South Carolina recognizes a cause of action for breach of confidentiality by a health care provider. (For you lawyers out there, the operative case is McCormick v. England, 328 S.C. 627 (S.C. Ct. App. 1997).) SC courts have acknowledged that a duty of confidentiality exists between a physician and his patient, even though SC does not have a physician-patient privilege. A physician’s breach of this duty, “in the absence of a compelling public interest or other justification for the disclosure,” creates an actionable tort. The duty of confidentiality is not absolute, and whether a physician was justified in making a disclosure is a question of fact. To date, the cause of action for breach of confidentiality has only been held to apply to physicians.

Breach of confidentiality claims are distinguishable from invasion of privacy claims. Invasion of privacy consists of (1) an intentional public disclosure of private facts, (2) the disclosure of which would be “highly offensive and likely to cause serious mental injury to a person of ordinary sensibilities.” A key component of invasion of privacy is the publicity: it must involve disclosure to the public, not merely disclosure to an individual or a small group of people. Accordingly, a breach of confidentiality claim can exist where an invasion of privacy claim does not. Most of the claims related to inappropriate disclosures by health care providers are likely to be breaches of confidentiality, not invasions of privacy.

An unresolved issue is whether HIPAA may be relevant to breach of confidentiality claims. Courts in other states have found that, to the extent that health providers follow HIPAA’s mandated procedures for handling their patients’ information, HIPAA may inform the standard of care in breach of confidentiality cases. In 2011, the United States District Court for the District of South Carolina (while rejecting the idea that HIPAA creates a duty of confidentiality) noted that whether HIPAA could be used as a standard of care is a “potentially complex question of law,” which it declined to answer. Future patient claims for breach of confidentiality may shed more light on the role of HIPAA in private actions.
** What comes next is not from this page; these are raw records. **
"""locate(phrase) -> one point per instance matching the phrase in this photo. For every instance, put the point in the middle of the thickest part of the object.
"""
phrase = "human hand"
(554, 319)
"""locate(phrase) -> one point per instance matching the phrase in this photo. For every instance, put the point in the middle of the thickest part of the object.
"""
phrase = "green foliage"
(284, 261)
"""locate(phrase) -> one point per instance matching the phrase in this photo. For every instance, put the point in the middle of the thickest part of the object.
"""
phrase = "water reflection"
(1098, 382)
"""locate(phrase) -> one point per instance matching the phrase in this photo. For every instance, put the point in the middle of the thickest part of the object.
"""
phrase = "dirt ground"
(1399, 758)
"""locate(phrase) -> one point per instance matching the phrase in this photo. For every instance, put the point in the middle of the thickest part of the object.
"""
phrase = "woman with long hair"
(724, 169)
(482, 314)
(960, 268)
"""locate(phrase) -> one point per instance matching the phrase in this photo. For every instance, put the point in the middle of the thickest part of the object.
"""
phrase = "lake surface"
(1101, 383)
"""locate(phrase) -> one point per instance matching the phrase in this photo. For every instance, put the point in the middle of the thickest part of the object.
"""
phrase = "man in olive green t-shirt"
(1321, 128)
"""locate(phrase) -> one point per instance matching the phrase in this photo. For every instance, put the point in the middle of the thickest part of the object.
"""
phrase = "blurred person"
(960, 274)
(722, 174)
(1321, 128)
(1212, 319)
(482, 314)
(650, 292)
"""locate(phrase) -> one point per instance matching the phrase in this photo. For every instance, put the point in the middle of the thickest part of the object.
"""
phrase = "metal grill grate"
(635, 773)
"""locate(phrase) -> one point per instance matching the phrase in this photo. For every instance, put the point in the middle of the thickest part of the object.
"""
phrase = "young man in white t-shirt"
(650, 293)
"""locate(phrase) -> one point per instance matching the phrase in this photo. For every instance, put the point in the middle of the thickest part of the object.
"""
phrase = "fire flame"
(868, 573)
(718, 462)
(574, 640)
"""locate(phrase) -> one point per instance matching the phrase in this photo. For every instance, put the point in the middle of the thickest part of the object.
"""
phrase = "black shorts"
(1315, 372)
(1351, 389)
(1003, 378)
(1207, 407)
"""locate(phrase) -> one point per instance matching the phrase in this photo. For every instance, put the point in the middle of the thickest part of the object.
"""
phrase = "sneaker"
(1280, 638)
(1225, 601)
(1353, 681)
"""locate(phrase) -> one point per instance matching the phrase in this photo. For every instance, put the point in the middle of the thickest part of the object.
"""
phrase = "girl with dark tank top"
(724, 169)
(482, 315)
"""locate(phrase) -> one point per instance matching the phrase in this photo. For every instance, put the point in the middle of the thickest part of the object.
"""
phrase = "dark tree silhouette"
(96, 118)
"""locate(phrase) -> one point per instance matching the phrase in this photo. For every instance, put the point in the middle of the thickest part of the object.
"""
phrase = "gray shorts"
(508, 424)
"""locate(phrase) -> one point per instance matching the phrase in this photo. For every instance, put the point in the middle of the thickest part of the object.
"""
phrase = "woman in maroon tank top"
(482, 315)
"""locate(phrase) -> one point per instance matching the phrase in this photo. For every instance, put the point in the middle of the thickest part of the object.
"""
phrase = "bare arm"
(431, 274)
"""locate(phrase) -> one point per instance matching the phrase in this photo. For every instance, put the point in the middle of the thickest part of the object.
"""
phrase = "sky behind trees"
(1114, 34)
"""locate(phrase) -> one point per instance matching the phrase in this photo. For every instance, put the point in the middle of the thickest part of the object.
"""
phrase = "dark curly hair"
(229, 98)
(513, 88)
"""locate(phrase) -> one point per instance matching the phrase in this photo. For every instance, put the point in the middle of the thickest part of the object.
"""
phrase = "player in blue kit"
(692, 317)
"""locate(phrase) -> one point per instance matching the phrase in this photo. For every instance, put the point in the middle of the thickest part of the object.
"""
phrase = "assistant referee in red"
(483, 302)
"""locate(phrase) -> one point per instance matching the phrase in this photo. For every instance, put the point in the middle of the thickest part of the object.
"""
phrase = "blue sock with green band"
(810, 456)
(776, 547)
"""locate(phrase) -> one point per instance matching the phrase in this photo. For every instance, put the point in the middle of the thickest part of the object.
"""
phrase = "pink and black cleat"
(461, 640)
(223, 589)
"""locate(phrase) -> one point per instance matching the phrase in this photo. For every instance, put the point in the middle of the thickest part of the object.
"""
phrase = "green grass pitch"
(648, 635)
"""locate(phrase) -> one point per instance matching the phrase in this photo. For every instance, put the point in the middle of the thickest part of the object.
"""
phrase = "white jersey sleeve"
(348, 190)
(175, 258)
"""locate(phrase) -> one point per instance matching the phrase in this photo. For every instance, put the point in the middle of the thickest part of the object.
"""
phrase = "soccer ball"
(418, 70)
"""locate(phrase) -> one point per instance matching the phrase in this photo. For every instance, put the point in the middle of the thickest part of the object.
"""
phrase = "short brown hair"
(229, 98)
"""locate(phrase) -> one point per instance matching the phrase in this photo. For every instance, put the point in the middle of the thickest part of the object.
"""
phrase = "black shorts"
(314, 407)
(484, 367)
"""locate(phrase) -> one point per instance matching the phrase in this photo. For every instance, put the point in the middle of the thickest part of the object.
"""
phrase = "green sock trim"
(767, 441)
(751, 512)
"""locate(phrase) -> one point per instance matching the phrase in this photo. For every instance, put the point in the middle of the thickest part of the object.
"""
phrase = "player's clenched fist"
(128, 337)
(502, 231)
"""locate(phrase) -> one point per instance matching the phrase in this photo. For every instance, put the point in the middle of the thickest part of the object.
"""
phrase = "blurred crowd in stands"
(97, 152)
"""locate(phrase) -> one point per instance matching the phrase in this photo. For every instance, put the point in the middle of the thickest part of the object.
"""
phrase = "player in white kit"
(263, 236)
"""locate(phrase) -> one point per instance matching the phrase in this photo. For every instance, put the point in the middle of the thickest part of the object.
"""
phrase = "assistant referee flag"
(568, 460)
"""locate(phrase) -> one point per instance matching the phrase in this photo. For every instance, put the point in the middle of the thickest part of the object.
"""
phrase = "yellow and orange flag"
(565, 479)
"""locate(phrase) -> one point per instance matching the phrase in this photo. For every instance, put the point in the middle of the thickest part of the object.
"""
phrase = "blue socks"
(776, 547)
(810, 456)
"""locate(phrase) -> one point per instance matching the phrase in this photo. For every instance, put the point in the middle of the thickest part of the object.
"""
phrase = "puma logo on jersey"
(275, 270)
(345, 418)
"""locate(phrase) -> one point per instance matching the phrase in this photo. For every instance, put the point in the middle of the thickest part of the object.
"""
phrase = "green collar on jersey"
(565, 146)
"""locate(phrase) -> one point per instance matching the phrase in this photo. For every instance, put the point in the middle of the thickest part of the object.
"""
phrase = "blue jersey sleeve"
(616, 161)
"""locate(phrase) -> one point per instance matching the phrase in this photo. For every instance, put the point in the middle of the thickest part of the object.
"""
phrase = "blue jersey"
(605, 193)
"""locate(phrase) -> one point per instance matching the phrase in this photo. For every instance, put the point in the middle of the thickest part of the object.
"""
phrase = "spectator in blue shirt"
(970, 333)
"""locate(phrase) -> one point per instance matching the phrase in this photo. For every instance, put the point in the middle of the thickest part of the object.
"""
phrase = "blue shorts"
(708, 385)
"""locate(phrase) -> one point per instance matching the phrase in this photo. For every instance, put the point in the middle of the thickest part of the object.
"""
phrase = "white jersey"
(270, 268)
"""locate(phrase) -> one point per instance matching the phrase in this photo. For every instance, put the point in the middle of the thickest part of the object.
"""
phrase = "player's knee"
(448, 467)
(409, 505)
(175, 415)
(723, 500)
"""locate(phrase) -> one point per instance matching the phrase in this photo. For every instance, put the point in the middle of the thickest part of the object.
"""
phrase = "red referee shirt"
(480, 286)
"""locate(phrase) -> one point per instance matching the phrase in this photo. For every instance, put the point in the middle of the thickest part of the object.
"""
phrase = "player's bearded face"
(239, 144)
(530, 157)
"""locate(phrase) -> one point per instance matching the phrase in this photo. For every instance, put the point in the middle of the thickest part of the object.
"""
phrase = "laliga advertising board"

From the provider’s perspective, it’s important to remember that a disclosure of personal health information creates two fronts of potential exposure: on the public side, a HIPAA investigation by OCR; and on the private side, a patient’s lawsuit for breach of confidentiality. Whether the disclosure resulted from careless handling of data files, a hack, or wagging tongues at the front desk, the provider will need to be prepared to defend against both fronts.